Beyond that, a lot of ongoing works are being done around the optimized combination of all those IETF standards and the important corresponding level of intelligence that should be available at each node level. As of today, with individual nodes equipped with a 32bits processor, hardcoded AES 256 encryption and with more than 4 Mbits of Flash memory, it is already possible to make available an embedded Smart IDS “Intrusion Detection System”.
That IDS is capable of detecting, without any external support, a suspicious node or a group of suspicious nodes, which are running smart and recurrent attacks. These attacks are characterized by systematic and multiple different attack strategies against the neighbor nodes and/or the entire network in order to build by combining all the responses of the defense system, the right attack strategy to work around it and ultimately get hold of a part of the network, or of the complete network.
The IDS is identifying the suspicious nodes, from which a large number of different and unsuccessful attacks are operated and doing so, is “learning” out that newly combined “smart attacks”, while isolating all the contaminated nodes from the overall network, before one of these “smart attacks” eventually finds a way to break into the system.
Once the contaminated nodes are fully isolated from the network, the rest of the network can continue to operate as usual, and the IDS is resetting, still without any external support, the “contaminated” or “fake” nodes to normal configuration, before re-introducing them into the network to bring it back to its entire configuration.
That IDS, within the limits of the level of intelligence available on each node (Processing power and memory space) can then learn new types of attacks while it is neutralizing them, and therefore be each time more rapid and more efficient in isolating “contaminated” or “fake” nodes.

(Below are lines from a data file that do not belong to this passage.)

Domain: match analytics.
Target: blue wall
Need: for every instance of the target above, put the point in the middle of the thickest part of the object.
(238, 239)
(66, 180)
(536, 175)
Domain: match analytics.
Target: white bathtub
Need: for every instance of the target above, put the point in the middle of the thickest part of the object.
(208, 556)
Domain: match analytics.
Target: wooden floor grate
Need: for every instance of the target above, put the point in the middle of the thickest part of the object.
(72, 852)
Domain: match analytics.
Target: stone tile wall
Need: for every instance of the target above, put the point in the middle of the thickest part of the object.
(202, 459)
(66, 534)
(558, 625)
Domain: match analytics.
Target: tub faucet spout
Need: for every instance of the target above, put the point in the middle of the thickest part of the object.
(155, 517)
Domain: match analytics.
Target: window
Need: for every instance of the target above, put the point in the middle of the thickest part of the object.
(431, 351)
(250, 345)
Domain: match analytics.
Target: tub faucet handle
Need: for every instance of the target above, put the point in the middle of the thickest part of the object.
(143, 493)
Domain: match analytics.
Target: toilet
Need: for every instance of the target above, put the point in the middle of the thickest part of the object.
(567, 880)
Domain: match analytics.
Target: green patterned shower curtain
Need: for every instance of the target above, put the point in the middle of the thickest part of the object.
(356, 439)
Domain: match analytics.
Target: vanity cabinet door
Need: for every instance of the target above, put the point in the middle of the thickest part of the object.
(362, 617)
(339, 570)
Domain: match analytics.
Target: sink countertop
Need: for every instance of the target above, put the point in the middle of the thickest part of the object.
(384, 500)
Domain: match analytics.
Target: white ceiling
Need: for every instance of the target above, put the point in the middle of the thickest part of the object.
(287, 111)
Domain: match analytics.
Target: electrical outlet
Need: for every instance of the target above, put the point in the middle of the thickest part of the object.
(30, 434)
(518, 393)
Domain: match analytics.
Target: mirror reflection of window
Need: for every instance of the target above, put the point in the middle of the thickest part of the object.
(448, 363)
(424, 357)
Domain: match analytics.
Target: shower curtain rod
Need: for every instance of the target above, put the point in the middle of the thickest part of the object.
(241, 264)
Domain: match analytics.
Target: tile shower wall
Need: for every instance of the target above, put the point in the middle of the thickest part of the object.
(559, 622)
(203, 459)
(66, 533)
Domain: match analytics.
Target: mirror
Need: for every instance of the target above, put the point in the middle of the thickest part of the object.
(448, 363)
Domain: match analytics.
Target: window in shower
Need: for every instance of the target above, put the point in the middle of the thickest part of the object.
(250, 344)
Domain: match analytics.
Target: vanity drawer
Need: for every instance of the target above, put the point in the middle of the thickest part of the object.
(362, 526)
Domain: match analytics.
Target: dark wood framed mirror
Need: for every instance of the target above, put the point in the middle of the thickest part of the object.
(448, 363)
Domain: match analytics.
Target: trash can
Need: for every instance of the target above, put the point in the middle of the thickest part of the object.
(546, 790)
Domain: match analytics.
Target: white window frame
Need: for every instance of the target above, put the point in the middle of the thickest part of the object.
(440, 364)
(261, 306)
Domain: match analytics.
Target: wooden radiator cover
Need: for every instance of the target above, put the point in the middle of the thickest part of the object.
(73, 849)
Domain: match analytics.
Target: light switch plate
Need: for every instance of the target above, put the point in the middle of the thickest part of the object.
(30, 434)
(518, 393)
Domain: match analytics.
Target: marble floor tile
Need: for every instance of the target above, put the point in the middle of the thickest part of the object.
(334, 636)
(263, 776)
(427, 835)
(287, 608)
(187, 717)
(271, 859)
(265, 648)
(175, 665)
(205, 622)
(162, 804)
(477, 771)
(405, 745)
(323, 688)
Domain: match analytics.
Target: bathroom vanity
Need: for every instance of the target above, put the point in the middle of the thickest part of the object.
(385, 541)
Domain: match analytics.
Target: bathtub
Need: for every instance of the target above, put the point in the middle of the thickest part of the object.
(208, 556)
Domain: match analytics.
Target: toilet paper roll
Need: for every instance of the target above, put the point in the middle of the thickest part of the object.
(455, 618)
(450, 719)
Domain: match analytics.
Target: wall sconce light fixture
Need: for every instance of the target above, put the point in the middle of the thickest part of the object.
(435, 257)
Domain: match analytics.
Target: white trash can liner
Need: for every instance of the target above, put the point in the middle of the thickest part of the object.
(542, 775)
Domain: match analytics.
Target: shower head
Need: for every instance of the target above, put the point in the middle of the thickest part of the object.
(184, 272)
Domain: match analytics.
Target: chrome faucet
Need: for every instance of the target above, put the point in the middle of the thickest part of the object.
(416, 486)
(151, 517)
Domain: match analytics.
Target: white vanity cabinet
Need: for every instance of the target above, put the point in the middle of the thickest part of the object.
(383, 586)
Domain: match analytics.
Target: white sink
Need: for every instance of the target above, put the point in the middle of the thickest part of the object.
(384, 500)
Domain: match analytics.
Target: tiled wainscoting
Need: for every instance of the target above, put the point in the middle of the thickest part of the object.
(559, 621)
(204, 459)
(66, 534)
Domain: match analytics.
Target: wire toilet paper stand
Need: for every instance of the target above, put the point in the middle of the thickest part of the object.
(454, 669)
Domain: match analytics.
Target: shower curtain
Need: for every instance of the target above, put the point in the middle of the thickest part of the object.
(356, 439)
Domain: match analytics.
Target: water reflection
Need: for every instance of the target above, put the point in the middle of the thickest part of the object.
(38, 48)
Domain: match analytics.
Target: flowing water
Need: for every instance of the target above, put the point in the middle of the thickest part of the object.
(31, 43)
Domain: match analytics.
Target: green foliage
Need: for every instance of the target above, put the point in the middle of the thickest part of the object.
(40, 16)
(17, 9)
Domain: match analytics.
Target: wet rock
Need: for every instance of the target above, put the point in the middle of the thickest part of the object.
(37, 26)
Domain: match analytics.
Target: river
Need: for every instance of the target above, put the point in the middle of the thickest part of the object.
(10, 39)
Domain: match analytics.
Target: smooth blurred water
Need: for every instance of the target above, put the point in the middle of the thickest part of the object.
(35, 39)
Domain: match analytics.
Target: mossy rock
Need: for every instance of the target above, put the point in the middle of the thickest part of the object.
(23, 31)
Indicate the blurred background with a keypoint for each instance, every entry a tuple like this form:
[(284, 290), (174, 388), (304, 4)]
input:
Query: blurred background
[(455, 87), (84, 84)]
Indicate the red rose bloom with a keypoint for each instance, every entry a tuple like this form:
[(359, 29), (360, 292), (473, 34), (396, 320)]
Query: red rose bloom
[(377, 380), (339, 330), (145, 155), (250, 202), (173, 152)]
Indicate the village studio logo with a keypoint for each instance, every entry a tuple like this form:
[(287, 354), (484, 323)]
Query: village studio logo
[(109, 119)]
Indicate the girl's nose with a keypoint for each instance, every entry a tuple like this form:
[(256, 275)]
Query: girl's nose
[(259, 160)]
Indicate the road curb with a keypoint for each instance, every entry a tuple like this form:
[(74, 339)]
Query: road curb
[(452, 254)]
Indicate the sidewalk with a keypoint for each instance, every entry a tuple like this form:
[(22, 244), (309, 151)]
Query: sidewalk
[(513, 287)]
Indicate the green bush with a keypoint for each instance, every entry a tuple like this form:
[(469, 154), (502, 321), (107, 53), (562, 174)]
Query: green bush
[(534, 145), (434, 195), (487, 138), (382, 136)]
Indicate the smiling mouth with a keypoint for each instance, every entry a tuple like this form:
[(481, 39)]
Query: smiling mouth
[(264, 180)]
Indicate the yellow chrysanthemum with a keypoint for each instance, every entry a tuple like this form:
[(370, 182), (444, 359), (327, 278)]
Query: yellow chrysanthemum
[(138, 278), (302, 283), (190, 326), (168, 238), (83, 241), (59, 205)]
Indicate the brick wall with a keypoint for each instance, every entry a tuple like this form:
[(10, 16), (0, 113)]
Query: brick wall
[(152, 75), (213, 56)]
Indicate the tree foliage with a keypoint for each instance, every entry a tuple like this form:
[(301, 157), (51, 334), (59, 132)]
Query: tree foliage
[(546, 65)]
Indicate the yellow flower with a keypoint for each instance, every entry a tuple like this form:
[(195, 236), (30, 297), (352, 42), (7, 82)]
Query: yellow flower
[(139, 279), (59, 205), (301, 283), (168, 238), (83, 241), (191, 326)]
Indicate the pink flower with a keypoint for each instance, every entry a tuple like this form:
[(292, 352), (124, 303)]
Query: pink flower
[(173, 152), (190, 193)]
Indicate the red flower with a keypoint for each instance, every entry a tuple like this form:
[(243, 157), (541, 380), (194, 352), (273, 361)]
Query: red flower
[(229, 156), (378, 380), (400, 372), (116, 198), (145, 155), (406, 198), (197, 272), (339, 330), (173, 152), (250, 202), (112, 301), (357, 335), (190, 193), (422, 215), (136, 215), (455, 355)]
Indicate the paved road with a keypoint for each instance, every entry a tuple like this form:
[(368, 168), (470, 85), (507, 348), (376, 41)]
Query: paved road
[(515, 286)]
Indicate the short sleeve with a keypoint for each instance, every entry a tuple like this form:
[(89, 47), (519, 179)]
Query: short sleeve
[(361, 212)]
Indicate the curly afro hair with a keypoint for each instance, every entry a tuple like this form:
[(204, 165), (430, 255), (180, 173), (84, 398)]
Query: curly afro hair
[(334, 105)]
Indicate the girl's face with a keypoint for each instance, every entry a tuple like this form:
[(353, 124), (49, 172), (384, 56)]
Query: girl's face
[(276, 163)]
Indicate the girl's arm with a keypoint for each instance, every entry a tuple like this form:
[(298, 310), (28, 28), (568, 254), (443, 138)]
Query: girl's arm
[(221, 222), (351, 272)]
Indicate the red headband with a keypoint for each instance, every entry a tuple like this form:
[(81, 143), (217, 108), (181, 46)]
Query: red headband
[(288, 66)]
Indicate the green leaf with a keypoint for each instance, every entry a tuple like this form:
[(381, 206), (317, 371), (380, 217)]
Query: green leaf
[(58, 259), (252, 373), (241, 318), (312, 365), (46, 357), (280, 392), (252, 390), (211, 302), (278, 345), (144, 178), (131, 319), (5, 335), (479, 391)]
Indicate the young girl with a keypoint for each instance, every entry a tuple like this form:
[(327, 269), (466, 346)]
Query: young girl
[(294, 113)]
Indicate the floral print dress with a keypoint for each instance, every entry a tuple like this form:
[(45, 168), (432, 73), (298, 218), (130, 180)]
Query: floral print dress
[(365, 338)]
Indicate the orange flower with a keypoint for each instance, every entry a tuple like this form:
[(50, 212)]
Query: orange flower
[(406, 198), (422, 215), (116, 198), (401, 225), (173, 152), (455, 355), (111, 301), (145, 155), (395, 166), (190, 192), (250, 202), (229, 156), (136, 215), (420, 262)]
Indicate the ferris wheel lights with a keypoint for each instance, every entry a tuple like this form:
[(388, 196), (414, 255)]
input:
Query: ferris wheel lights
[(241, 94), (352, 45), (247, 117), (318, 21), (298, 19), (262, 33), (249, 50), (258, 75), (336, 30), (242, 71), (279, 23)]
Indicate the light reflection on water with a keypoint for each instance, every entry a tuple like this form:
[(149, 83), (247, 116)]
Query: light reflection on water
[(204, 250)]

Thereupon, although it is sure that the issues with the next generation of wireless Mesh Network attacks will be more and more challenging to be neutralized and fixed, a huge counter measure arsenal is already available, and is strengthened every day.
Indeed, it is possible to say that on the one hand, the existing IETF and IEEE toolboxes have not been used at their maximum yet, and that on the other hand, many highly interesting ongoing works, to optimize the efficiency of the existing security protocols, could let us foresee a very bright future for the security and efficiency of the Industrial IOT.